Be careful of ruining your good intentions with store-bought sugar-laden dressings. It's so easy to make dressings at home. Google home-made salad dressing recipes and we guarantee you'll find plenty of delicious dressings that you can make with what you already have in the fridge and pantry in a matter of minutes!

 

These are a few of our favourite summer salad recipes. Enjoy!


 
 

Kale & Cranberry Salad:


 

A bunch (or 2) of kale - finely chopped

A handful (or 2) of apple juice sweetened dried cranberries

Feta cheese 

Slivered almonds (toasted)

 

Combine all of the above and soak for at 20min to an hour in a raspberry vinaigrette dressing.

Top with toasted slivered almonds before serving.

 


 

Eat the Rainbow Salad:


 

Mixed lettuce leaves

Cucumber (chopped)

Cherry tomatoes (halved)

Plenty of raw broccoli (chopped into bite sized florets)

Strawberries (halved or quartered)

Capsicums (various colours - chopped)

Avocado (peeled, deseeded and chopped)

Red onion (finely sliced or chopped)

Feta (optional if not dairy-free - crumbled or cubed)

Assorted seeds ((sunflower, sesame, pepitas work well - toasted)

Fresh herbs (basil, mint, coriander - whatever are your favourite)

 

Combine all of the above (except the seeds and feta) in a large flat bowl .

Dress with raspberry vinaigrette (or simply lemon juice or acv, good quality olive oil) and top with feta and toasted seeds before serving. 


 

Colourful Zucchini Salad:


 

3 small carrots or 2 large ones (spiralized or cut into long thin strips using veggie peeler)

1 medium red onion (thinly sliced)

1 medium courgette (spiralized or cut into long thin strips using veggie peeler)

1 red sweet capsicum (cut into thin strips)

1 mango (cut into thin slices or strips using the veggie peeler)

1 handful of fresh coriander (chopped)

 


 

For the Dressing:


 

Zest of 2 limes

Juice of 3 limes (use lemons if you can't find limes)

Salt & pepper to taste

1 tbsp coconut sugar or maple syrup

5 tbsp avocado oil

Optional: a few thin slices of red chilli

 

Whisk the dressing ingredients together and toss with salad. Allow to sit for at least 20min before serving. 


 

Black Rice Salad:


 

This salad actually comes from the back of the Delmaine's Black Rice box! It's one of Lynn's favourites and it's absolutely delicous so we had to share the recipe with you.
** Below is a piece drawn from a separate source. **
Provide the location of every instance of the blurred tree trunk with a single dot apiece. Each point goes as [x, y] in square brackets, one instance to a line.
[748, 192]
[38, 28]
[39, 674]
It's a perfect one for Christmas.

 

The recipe below serves 4 so adjust accordingly..

 

1 cup black rice (cooked according to the packet instructions)

1 red capsicum (diced)

1 mango (stoned, peeled & diced)

3 spring onion (sliced)

1/4 cup fresh coriander (chopped)

1 tsp coconut sugar

1/2 cup cashews (toasted)

2 tbsp tamari 

1 lime (zest & juice)

1 chilli (chopped)

1/4 fresh mint (chopped)

 

Mix the cooked black rice, red capsicums, mango, spring onions, coriander, mint and cashews in a large bowl.

Mix the tamari, lime juice and zest, coconut sugar and chilli in a small bowl. 

Toss the salad in the dressing and enjoy!